Question for everyone . . . . as the oil slicks begin to hit the US coastal shores, how does one go about volunteering to be a bird cleaner?

I'm having difficulty with my google search and could use help as far as pointing me in the right direction to be part of a volunteer team. . . . if and when such teams are needed

please email me at dana.barbush@yahoo.com

That there's an avocet! I know because I've seen them a jillion times. But the upcurved bill is his hallmark.

By Mrs Grackle (not verified) on 07 May 2010 #permalink

Can you tell me the technical (ornithological) term that describes this bird's beak shape?

Bent.

What does this bird's beak shape tell you about its feeding behaviors?

Either: It spends a lot of time in the pub and then collides with things on its way home.
Or: The God of Evolution screwed its beak on the wrong way up (maybe that's who spent too much time in the pub?).

Does this beak shape tell you what sort of diet this bird has?

Either the food or the bird is upside-down when it eats.

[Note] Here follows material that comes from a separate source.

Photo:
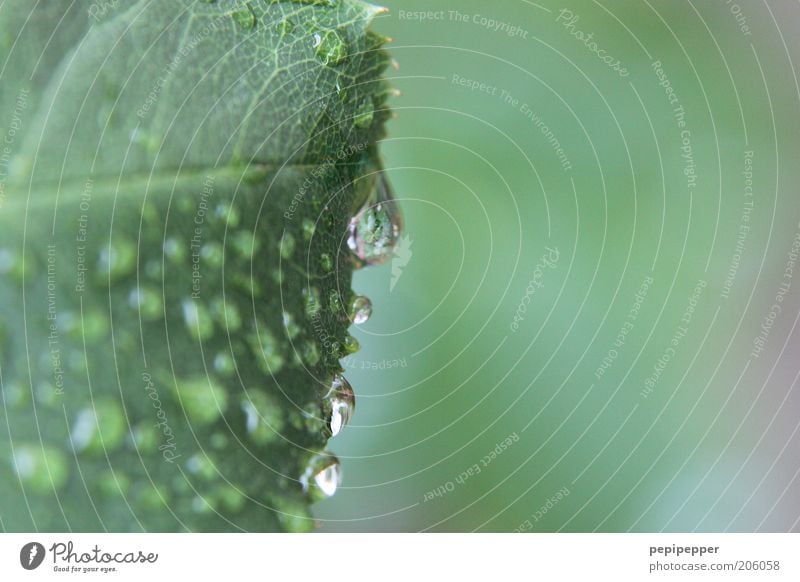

Can you name any other bird species that have a similar beak shape?

The Lessor Jabberwocky.

1. I think the technical term for the upturned beak is "recurved." The genus name is "Recurvirostra (according to the Cornell About Birds site, which is what I have access to in my office). "Rostra" has to do with beaks in Latin, I think.

2/3. I think it's a poke and feel in soft sand/mud sort of feeding behavior. It pokes down and feels for bugs and tiny critters. Yum!

4. I think Marbled Godwits also have recurved beaks?

ps. What a gorgeous picture! I love these!

Thank you, blf. You've given me the laugh of the day.

By Pete Moulton (not verified) on 07 May 2010 #permalink

Bardiac, you nailed qns. 1 and 4, but the feeding style is rather different. Actually, flamingos could be seen as a clue here.

American Avocets (like this one) actually sweep their bill from side to side just below the surface, picking out small insects, etc. from the water column. Flamingos have a similarly shaped bill (it's bent downwards, but they feed with their head upside down) and they filter water through their mouth, straining out brine shrimp and the like.